Sensing the mechanical state of the axoneme and integration of Ca2+ signaling by outer arm dynein

Abstract

Axonemal dyneins have been demonstrated to monitor the mechanical state of the axoneme and must also alter activity in response to various signaling pathways. The central pair/radial spoke systems are clearly involved in controlling inner dynein arm function; however, the mechanisms by which the outer dynein arm transduces regulatory signals appear quite distinct at the molecular level. In Chlamydomonas, these regulatory components include thioredoxins involved in response to redox changes, molecules that tether the gamma heavy-chain motor unit to the A-tubule of the outer doublet and a Ca(2+)-binding protein that controls the structure of the gamma heavy-chain N-terminal domain. Together, these studies now suggest that the gamma heavy chain acts as a key regulatory node for controlling outer arm function in response to alterations in curvature and ligand binding. Furthermore, they allow us to propose a testable molecular mechanism by which altered Ca(2+) levels might lead to a change in ciliary waveform by controlling whether one heavy chain of outer arm dynein acts as a microtubule translocase or as an ATP-dependent brake that limits the amount of interdoublet sliding.

Fig. 1. Interaction Map for Outer Arm Dynein

This diagram illustrates the interactions that are known to occur within outer arm dynein; only associations for which there is direct experimental evidence in Chlamydomonas are illustrated. The color code is: blue, A and B tubules; yellow, HCs; light green, Lis1/NudC; dark green, redox-sensitive LCs, docking complex component DC3 and unidentified soluble substrates; magenta, IC/LC complex, red, LC4 Ca²⁺-sensor; cyan, LC1; orange, docking complex and Oda5 proteins required for arm assembly; pink, Oda5-associated adenylate kinase. The Ca²⁺-sensitive association of LC4 with IC1 is shown in red. Although indicated by single circles, LCs 6, 8, 9 and 10 are actually homodimers. This figure was prepared using Cytoscape v.2.6.3 (http://www.cytoscape.org) (Shannon et al. 2003).
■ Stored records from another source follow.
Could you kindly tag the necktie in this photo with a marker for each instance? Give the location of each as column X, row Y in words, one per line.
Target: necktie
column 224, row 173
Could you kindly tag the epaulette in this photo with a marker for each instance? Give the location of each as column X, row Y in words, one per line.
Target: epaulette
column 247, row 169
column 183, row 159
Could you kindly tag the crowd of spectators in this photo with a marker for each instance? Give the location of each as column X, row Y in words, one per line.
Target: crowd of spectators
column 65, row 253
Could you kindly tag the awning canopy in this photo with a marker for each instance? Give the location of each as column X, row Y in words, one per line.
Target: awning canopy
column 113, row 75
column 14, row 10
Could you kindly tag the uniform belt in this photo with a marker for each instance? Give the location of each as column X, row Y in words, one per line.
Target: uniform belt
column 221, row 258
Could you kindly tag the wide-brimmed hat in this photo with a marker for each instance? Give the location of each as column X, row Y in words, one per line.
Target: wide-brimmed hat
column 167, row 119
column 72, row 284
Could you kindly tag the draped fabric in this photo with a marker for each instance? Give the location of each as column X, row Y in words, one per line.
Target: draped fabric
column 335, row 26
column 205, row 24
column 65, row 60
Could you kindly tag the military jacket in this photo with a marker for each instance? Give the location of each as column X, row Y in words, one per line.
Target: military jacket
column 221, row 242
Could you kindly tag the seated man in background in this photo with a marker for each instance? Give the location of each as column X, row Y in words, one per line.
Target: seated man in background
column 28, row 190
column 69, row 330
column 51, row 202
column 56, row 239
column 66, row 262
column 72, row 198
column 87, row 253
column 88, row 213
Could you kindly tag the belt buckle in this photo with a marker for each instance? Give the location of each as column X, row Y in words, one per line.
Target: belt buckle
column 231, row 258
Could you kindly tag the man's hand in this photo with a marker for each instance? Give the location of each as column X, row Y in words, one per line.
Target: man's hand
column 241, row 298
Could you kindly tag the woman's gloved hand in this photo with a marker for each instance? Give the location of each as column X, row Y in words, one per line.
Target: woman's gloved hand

Fig. 2. Models for Mechano-sensing and Ca²⁺ Signaling by Outer Arm Dynein

This model depicts the γ HC of outer arm dynein and one possible scenario for its response to nucleotide hydrolysis under low and high Ca²⁺ conditions. The diagrams are oriented with the distal or + end of the microtubules to the left. The HC regions are color-coded as follows: blue, motor unit; red, linker, black, N-terminal domain; purple, microtubule-binding domain and coiled coil domain. The γ HC-associated LC1 and LC4 proteins and the ICs and docking complex (DC) are also illustrated; the view is from the outside of the axoneme looking inwards. In this version, we have assumed that both copies of LC1 are bound simultaneously to the A-tubule and act as a loose tether. Thus, during a cycle of ATP binding and hydrolysis, the γ HC motor unit moves with respect to the A-tubule. Note that the N-terminal domain alters its orientation during this process. In contrast, under high Ca²⁺ conditions, LC4 releases one site on the γ HC N-terminal region and instead binds IC1 leading to a triple-tethered state. We suggest that this third interaction with the A-tubule disallows motion of the N-terminal region and consequently inhibits this HC from acting as a motor. Indeed under these conditions, the γ HC may act as an ATP-dependent brake to inhibit sliding.